Until now ripe bananas were presented as inferior bananas. In reality though, a ripe banana is a good banana – it’s sweet and flavourful – and can make a great dessert. The same is true for people – you can have a beautiful relationship with someone who isn’t perfect. In fact, the perfect banana bread isn’t made with flawless bananas, just like the perfect relationship isn’t between two flawless individuals. In both cases, it is an amalgamation of factors that contribute to the final creation. However, our fixation on perfection distorts our judgement. We want someone who fits our mold of perfect, because we are told that our ideal partner will make loving easy (cue “Loving Is Easy” by Rex Orange County), and that love is only real if it’s easy. We have developed a desire to be in perfect relationships with perfect people and it is our obsession that hinders our ability to recognize and receive true love from real, albeit imperfect people. If we want to have fruitful relationships, we need to accept that love is challenging at times and that’s okay. Unlike a career, from which you can retire and still receive benefits, you can't retire from a relationship and expect to receive a pension in the form of affection.

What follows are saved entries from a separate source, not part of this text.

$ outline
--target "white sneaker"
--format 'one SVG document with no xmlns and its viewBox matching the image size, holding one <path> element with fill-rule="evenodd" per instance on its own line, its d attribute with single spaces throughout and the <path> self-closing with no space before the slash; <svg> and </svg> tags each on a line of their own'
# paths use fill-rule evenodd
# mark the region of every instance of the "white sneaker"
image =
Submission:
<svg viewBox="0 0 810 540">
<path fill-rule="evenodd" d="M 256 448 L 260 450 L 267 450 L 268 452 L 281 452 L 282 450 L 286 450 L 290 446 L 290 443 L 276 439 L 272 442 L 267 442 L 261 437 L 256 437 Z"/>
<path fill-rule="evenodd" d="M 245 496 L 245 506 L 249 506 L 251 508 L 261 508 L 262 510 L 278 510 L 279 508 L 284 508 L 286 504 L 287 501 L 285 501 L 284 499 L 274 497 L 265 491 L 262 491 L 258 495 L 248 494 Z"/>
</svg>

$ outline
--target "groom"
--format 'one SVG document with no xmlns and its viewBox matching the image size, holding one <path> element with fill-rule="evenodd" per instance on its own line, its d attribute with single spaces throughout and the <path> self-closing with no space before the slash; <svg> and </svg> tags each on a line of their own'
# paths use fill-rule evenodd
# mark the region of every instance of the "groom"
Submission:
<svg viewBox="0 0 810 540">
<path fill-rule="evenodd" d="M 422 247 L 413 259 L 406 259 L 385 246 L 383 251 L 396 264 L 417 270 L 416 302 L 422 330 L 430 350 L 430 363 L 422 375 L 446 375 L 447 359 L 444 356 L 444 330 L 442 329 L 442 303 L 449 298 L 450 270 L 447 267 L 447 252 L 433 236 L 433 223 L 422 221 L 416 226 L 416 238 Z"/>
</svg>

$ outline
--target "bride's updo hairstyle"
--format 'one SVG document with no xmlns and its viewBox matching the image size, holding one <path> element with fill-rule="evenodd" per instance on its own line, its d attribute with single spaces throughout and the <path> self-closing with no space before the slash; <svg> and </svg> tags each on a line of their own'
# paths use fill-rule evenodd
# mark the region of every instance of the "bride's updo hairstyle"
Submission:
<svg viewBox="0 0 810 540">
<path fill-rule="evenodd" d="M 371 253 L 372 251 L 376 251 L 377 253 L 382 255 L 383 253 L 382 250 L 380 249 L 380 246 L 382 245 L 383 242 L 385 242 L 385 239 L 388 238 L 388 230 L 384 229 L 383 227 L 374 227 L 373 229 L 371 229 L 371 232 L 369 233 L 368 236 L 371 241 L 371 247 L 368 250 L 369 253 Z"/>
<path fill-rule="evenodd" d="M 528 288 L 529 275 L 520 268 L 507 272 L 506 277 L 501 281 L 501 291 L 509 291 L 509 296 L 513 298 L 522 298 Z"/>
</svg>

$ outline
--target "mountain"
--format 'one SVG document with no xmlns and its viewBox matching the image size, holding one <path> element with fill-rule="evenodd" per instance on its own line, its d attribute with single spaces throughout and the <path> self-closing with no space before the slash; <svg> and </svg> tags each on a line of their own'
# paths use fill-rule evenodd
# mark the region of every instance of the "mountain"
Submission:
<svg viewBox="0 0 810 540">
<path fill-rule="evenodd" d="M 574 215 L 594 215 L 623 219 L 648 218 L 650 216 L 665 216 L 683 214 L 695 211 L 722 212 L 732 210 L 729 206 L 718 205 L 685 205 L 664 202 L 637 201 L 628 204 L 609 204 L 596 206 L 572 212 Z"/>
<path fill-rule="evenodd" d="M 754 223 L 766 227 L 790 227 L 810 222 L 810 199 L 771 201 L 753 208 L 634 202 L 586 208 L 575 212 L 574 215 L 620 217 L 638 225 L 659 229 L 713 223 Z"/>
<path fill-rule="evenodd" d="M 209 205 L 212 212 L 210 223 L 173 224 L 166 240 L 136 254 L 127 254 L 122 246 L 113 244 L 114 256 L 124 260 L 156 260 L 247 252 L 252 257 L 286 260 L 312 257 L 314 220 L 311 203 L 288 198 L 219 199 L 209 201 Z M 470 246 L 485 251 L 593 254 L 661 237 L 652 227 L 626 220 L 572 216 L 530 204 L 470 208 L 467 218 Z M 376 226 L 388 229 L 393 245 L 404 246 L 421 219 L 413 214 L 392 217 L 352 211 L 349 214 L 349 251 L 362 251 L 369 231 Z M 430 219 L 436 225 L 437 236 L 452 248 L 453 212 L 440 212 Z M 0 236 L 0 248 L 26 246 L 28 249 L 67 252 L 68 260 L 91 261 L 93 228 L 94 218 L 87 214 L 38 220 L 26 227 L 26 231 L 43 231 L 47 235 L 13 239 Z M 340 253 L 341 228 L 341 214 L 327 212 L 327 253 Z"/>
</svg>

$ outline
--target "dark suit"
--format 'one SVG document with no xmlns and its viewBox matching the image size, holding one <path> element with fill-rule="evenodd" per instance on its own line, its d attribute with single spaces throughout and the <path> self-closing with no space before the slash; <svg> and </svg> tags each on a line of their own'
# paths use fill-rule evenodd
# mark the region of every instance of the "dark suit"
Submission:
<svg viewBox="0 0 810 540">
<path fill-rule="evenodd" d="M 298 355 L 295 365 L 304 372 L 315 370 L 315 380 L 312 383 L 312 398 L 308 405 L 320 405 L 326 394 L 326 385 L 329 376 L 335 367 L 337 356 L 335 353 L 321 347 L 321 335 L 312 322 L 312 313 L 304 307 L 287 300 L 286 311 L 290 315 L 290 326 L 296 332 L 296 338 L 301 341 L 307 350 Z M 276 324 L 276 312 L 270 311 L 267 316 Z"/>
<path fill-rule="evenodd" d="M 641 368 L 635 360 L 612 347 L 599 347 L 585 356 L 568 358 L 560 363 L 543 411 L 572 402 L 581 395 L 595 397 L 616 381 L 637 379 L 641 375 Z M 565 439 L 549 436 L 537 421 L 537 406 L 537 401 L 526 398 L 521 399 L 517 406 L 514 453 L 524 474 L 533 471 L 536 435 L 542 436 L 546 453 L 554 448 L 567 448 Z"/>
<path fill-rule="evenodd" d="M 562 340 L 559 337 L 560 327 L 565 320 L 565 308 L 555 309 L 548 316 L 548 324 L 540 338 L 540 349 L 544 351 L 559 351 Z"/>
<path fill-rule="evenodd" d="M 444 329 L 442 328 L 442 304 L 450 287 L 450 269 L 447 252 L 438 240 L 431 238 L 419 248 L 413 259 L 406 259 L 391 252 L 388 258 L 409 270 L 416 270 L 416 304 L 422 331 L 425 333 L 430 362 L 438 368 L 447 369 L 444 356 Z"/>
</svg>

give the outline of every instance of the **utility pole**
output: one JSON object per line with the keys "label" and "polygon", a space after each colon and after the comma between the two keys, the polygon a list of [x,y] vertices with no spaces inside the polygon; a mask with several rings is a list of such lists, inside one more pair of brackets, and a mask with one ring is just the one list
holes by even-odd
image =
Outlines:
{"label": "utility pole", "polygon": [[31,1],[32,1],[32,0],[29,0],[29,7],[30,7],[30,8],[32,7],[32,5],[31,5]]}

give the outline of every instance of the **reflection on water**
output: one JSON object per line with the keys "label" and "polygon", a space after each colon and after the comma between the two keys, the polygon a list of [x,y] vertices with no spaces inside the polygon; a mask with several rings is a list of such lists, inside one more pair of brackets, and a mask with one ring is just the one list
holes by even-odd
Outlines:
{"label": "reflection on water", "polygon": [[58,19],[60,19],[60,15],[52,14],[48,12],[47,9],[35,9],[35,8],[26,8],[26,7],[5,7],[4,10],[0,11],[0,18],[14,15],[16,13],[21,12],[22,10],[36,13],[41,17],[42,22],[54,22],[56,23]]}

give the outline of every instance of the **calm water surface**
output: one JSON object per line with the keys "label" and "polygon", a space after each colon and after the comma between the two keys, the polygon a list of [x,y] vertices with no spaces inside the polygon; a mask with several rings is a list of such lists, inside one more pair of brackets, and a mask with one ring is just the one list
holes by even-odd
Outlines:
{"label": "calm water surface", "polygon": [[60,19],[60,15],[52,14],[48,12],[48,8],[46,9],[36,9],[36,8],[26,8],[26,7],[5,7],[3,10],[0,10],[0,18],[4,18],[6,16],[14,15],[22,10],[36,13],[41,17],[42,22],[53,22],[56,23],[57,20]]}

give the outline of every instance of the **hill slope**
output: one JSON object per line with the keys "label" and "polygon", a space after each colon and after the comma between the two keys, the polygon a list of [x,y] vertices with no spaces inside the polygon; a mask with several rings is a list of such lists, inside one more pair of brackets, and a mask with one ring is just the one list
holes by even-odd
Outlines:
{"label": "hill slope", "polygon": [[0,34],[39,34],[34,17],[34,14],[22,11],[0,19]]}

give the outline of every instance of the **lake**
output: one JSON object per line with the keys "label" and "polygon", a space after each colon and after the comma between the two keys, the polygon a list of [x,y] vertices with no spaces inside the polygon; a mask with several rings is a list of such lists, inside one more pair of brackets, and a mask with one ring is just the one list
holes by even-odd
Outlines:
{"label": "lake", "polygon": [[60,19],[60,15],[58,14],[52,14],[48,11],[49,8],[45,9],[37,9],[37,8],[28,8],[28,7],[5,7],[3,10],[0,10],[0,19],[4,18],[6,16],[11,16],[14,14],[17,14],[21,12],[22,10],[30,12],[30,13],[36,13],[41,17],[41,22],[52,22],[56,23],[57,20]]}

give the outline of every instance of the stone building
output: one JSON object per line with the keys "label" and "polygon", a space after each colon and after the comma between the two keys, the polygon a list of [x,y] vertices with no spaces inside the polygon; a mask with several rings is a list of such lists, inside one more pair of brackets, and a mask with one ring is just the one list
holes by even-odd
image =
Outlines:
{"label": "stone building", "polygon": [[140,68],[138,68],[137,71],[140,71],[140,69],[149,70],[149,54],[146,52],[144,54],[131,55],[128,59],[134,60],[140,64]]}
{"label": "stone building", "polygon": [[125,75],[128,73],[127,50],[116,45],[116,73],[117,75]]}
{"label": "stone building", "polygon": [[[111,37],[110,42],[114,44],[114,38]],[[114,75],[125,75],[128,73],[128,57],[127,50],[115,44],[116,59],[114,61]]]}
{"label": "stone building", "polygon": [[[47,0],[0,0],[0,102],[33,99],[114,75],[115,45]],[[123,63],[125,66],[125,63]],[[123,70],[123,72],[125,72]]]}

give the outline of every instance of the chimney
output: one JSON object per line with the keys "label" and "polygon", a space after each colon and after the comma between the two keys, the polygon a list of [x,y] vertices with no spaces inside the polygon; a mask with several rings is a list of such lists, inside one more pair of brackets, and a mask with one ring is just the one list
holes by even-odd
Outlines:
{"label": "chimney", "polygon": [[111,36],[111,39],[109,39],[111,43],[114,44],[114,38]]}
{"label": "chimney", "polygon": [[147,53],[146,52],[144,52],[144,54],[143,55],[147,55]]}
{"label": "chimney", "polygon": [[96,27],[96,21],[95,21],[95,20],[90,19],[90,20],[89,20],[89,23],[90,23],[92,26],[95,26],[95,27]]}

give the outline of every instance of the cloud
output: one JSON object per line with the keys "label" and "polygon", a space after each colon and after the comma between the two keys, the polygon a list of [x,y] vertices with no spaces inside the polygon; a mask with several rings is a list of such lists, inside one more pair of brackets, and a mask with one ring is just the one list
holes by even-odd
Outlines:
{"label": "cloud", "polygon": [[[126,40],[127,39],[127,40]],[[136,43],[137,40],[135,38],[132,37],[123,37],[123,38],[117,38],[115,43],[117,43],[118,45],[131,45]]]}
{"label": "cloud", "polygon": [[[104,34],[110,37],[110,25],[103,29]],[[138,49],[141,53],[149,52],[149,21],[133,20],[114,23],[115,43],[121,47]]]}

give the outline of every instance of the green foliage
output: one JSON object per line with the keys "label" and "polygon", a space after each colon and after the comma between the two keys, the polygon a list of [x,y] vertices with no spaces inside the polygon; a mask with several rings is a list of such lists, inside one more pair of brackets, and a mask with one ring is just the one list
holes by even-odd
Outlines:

Love requires constant effort. We need to accept that for as long as we deny the challenging nature of love, we will continue to miss out.
 
My ramblings will be incomplete if I don’t address the transformative nature of human relationships. We are dynamic beings, our bodies replacing billions of cells daily, signifying our essence’s constant state of change. This is precisely why we end up bruised and mushy – interactions cannot happen in a frictionless vacuum – we are bound to evolve with experience. We can grow resentful from past heartbreaks like the daters and lose our faith in love, but we can also learn from those experiences and carry those lessons into the future. The truth is you are just as bruised as everyone else, but it doesn’t make you incapable or undeserving of love, and unlike bananas, you have a marvellous ability to heal. What’s the best way to heal, you ask? To start, let people in. There is only so much inner work that can be done, at some point you’ll need to take a leap of faith and try again.
 
On a side note, could you share your banana bread recipe with me?